J’irai là-haut à Takhlijt Ath Atsou, cette terre de rocs, de précipices, de braises et d’eau, me recueillir sur ta dernière demeure.

Je viendrai te rejoindre cher Si Lhafidh là où désormais tu observes notre petit monde. Je te vois, au loin, comme à tes habitudes, m’accueillir avec ce sourire et cette attention que seul toi savais cultiver. Comme nous le faisions depuis des années, tu me raconteras jadis, le temps de tes 20 ans que tu n’avais pas vu passer, trop pris que tu étais par cet idéal qu’était l’Algérie. Cette Algérie que tu n’auras pas vue libre et fière comme tu l’avais toujours rêvée.

Tu me raconteras les femmes et les hommes de ce pays partis trop tôt pour certains, oubliés pour d’autres. Hein Si Lhafidh, tu me parleras avec cette colère contenue des meurtrissures de cette terre. Toi qui avais foulé dans ta jeunesse chaque arpent de ces montagnes, qui ressent le moindre soubresaut de souffrance, qui connaissait villages et vallons, tu me reparleras avec toujours cette flamme inextinguible qui te consumait, de la faim, de la misère et de la soif de liberté qui brident les consciences des Algériens. Tu me donneras des nouvelles de ceux sont morts jeunes, trop jeunes pour l’Algérie.

Toi qui avais refusé de prendre tes enfants dans tes bras parce que, me disais-tu, la vue des milliers d’enfants orphelins à l’indépendance t’a marqué à jamais. «Qui les prendra dans ses bras tous ces enfants orphelins et dont les parents sont morts pour que nous vivions libres aujourd’hui ?», m’avais-tu répondu.

Qui d’autres que toi pour nous dire les sanglots étouffés des centaines de milliers de victimes de cette guerre d’indépendance et de cette autre que tu avais dû mener contre la dictature des usurpateurs de l’indépendance ? Tu ne pouvais supporter de voir le pays s’ordonner dans un autoritaire désordre. Non, il n’y avait que toi pour le faire.

Tu me parleras de ces blessures anciennes, de nos exils sans âge, des faux prophètes qui professaient une autre Algérie que l’Algérienne. Tu me diras avec pudeur le feu qui te consume depuis ta tendre enfance.

Toi, qui as tutoyé la mort plus d’une fois, qui a souverainement nargué le danger et refusé de céder devant le pouvoir de l’argent, tu me diras combien cette vie que nous perdons dans nos vanités ne vaut que si nous sommes maîtres de notre destin.

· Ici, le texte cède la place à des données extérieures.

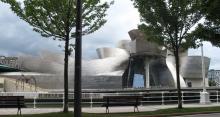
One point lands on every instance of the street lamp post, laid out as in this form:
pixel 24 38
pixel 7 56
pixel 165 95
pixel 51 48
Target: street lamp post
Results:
pixel 203 68
pixel 78 60
pixel 204 95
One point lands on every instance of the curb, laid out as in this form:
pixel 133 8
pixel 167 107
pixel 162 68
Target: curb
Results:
pixel 178 114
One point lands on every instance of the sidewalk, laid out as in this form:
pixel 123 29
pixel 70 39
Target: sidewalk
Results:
pixel 9 111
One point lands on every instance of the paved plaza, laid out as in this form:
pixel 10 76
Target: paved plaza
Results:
pixel 9 111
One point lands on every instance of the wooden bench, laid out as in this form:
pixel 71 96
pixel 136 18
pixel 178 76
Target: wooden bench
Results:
pixel 122 100
pixel 12 101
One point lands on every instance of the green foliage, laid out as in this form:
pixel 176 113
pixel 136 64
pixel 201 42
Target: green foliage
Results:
pixel 212 83
pixel 56 18
pixel 168 22
pixel 210 29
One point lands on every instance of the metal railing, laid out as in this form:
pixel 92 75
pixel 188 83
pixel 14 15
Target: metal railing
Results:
pixel 95 99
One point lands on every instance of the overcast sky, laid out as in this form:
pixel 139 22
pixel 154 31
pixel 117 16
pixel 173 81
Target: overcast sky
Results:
pixel 17 37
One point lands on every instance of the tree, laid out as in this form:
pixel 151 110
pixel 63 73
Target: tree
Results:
pixel 56 19
pixel 209 30
pixel 169 23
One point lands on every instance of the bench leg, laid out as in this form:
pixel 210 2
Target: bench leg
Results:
pixel 107 109
pixel 19 111
pixel 136 107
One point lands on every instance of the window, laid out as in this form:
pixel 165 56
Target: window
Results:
pixel 189 84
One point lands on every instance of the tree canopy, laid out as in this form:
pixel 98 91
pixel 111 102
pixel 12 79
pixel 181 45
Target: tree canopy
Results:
pixel 52 18
pixel 170 23
pixel 209 30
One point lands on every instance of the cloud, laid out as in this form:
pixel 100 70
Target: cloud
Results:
pixel 209 51
pixel 17 37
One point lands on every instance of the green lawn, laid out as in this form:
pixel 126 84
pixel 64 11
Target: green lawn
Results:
pixel 163 111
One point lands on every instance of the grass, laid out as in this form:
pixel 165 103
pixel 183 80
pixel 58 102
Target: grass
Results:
pixel 142 114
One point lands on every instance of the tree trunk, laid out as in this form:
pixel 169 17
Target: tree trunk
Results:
pixel 176 53
pixel 78 61
pixel 66 61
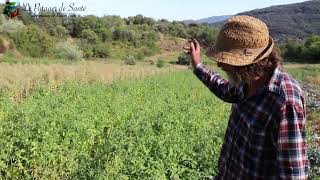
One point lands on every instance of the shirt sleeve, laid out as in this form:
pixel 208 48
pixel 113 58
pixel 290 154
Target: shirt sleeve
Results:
pixel 219 86
pixel 291 145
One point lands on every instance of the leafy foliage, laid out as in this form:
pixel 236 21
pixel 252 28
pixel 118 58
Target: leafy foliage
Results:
pixel 32 41
pixel 68 51
pixel 82 131
pixel 307 52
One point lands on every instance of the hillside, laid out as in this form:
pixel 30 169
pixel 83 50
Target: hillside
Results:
pixel 209 20
pixel 294 21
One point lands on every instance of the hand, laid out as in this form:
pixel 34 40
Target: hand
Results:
pixel 194 51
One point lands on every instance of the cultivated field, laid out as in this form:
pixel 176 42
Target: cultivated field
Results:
pixel 112 121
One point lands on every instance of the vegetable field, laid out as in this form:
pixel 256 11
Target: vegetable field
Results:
pixel 161 127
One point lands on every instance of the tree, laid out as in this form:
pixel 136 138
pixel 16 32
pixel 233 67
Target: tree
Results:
pixel 90 36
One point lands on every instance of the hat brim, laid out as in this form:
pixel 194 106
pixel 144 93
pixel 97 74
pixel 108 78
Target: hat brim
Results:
pixel 240 57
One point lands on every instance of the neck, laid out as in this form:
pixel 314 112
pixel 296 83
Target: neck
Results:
pixel 256 83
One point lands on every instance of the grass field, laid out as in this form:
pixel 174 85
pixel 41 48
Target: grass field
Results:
pixel 156 128
pixel 111 121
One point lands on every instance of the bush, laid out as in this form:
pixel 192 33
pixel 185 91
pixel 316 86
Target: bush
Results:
pixel 130 60
pixel 160 63
pixel 101 50
pixel 58 31
pixel 34 42
pixel 90 36
pixel 68 51
pixel 9 26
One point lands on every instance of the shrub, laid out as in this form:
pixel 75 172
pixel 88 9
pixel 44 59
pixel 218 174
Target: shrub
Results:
pixel 33 41
pixel 130 60
pixel 89 35
pixel 101 50
pixel 59 31
pixel 68 51
pixel 9 26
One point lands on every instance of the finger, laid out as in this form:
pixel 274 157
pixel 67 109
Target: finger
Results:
pixel 193 48
pixel 186 48
pixel 187 52
pixel 196 43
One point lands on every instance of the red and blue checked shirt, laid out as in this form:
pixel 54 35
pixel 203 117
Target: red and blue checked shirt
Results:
pixel 265 137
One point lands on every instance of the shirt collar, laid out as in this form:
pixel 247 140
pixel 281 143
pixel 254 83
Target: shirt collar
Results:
pixel 276 79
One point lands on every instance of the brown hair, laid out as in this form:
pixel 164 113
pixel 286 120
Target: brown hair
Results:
pixel 263 68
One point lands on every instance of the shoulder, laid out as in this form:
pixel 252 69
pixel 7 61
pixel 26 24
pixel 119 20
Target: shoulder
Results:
pixel 291 91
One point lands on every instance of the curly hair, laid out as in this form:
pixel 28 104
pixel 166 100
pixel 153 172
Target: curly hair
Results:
pixel 263 68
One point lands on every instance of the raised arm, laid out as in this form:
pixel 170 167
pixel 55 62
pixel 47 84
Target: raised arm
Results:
pixel 219 86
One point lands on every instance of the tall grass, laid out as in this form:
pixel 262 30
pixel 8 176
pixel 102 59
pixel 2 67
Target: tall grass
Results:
pixel 21 79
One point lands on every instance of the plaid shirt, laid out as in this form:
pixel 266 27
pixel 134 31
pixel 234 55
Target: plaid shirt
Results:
pixel 265 137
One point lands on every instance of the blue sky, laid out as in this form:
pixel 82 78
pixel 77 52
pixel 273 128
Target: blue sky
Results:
pixel 168 9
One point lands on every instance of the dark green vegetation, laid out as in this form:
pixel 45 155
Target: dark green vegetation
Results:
pixel 307 51
pixel 109 37
pixel 293 21
pixel 157 128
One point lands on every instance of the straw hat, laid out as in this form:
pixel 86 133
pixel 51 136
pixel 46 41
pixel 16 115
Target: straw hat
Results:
pixel 242 40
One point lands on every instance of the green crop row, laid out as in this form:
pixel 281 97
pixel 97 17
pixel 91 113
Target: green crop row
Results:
pixel 165 127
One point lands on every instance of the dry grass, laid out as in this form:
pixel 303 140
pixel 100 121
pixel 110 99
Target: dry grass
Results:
pixel 314 79
pixel 22 79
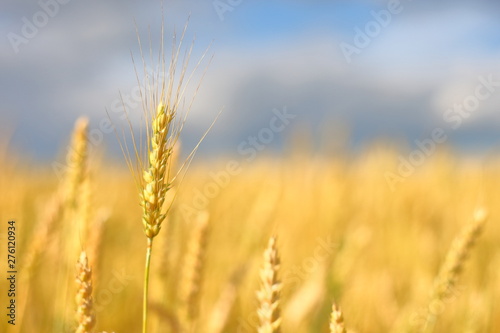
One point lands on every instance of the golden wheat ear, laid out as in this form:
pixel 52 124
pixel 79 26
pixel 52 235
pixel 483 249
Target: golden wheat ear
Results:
pixel 85 317
pixel 270 290
pixel 77 162
pixel 450 271
pixel 193 263
pixel 337 320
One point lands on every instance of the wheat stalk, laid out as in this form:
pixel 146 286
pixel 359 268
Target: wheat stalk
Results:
pixel 84 314
pixel 452 267
pixel 77 162
pixel 193 269
pixel 337 320
pixel 269 293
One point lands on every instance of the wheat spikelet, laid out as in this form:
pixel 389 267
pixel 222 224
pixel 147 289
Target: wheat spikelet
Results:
pixel 337 320
pixel 269 293
pixel 193 269
pixel 452 267
pixel 84 314
pixel 155 179
pixel 77 161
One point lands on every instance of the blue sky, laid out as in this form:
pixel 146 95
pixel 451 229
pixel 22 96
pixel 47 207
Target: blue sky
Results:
pixel 267 54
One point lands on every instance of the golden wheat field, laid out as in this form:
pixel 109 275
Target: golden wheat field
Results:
pixel 306 239
pixel 277 244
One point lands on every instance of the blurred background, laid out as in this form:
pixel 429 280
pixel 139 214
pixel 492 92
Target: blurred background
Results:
pixel 396 82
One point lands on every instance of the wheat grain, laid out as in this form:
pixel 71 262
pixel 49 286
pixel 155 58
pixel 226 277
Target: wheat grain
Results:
pixel 269 293
pixel 193 269
pixel 77 162
pixel 337 320
pixel 84 314
pixel 452 267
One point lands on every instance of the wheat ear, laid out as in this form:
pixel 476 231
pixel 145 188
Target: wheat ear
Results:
pixel 452 267
pixel 269 293
pixel 84 314
pixel 193 269
pixel 77 162
pixel 337 320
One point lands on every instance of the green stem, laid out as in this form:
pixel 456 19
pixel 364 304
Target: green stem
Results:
pixel 146 286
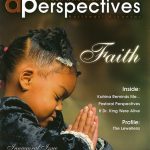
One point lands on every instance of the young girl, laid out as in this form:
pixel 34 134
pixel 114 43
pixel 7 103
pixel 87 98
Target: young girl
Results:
pixel 40 71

Avec cet éclair dans les yeux, tu me diras aussi l’un de tes seuls bonheurs : celui d’être resté un homme debout, malgré les assauts du temps et des hommes. Lénine avait dit que seule la vérité est révolutionnaire, en ce sens, je reste convaincu que tu étais la vérité.

Si Lhafidh, tu m’as fait partager au plus près le désespoir de vies brisées mais aussi l’espoir de lendemains meilleurs. J’en suis fier. Tes mémoires, tu les voulais comme un dernier baroud contre le mensonge, les outrances du temps et l’oubli calculateur. Aujourd’hui, c’est chose faite, tu as rendu la vie à tout un pan de notre histoire, tu as redessiné des visages oubliés et rendu impérissables ton parcours et celui de tes compagnons. Merci.

Il n’est point de bonheur sans liberté et point de liberté sans courage, c’était le très athénien Périclès qui l’avait écrit. Je puis te confier, aujourd’hui, ma conviction que tu étais le courage et la liberté. La droiture et la noblesse même.

Bientôt c’est le printemps Si Lhafidh, la nature et le pays tout entier se réveilleront de cet hiver qui nous glace. Adieu Si Lhafidh, adieu mon aîné.